You can see some of these problems in the Wikipedia gene article under Functional definitions. I would like to delete that entire section but I suspect that will meet with considerable resistance.

Philosophers have tried to help out with descriptions of genes but so far they haven't been successful [Debating philosophers: The molecular gene] [Philosophers talking about genes] [Stanford Encyclopedia of Philosophy: Gene]. Their main contribution has been to provide ammunition for Wikipedia editors who want to quibble about how to define a gene.
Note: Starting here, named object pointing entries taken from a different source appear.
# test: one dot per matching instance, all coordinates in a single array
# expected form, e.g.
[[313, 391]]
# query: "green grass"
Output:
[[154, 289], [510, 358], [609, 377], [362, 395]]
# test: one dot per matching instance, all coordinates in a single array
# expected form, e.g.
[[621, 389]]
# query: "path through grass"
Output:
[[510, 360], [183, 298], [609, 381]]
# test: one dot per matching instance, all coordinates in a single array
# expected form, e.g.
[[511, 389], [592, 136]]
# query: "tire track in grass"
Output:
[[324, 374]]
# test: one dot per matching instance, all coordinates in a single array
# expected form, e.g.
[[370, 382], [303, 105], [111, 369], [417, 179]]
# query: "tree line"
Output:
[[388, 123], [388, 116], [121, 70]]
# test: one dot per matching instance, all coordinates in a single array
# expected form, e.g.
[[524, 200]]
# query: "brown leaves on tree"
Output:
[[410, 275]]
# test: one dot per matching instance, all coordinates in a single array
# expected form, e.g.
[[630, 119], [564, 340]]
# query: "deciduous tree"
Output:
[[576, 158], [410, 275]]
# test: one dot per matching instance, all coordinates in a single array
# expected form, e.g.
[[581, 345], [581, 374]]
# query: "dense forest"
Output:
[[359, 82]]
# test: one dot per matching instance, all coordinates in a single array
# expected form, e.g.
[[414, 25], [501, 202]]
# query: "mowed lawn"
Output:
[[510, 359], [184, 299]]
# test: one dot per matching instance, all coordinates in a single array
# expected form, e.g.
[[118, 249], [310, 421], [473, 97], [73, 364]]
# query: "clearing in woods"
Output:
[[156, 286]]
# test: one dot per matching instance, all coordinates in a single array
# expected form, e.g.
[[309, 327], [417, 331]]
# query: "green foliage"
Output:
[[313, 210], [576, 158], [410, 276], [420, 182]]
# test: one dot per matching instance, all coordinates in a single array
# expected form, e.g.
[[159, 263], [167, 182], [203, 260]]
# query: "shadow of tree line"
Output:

1. The main exceptions are split genes and bacterial operons.

2. My account on Wikipedia is no longer blocked thanks to the helpful intervention of a friendly editor.


gert korthof said...

Larry: "A gene is a DNA sequence that is transcribed to produce a functional product"

So, RNA viruses like SARS-CoV-2 don't have genes?

Wade said...

I confess to a knee-jerk bristling at the 'molecular gene' definition displacing the 'Mendelian gene' definition as the ranking default. Some of that is curmudgeonly thinking that students should learn this stuff the hard way like I did, including the history of how the abstract concepts of trans and cis factors in genetics resolved into molecularly understood functions and functional units through a history of clever experiments (and hard work).

To defend my reaction, if the editors you complain about had that background, they might bristle a bit too but would sigh then acquiesce in accepting the nice/robust molecular definition (but missing the label of gene for some binding sites, a bit like missing Pluto as the 9th planet).

Wade said...

@gert korthof

see a prior answer from Larry

Mark Sturtevant said...

Commiserations. It's like trying to argue with Chat GTP.

Unknown said...

Thanks Larry. Your comments on biology are always very helpful.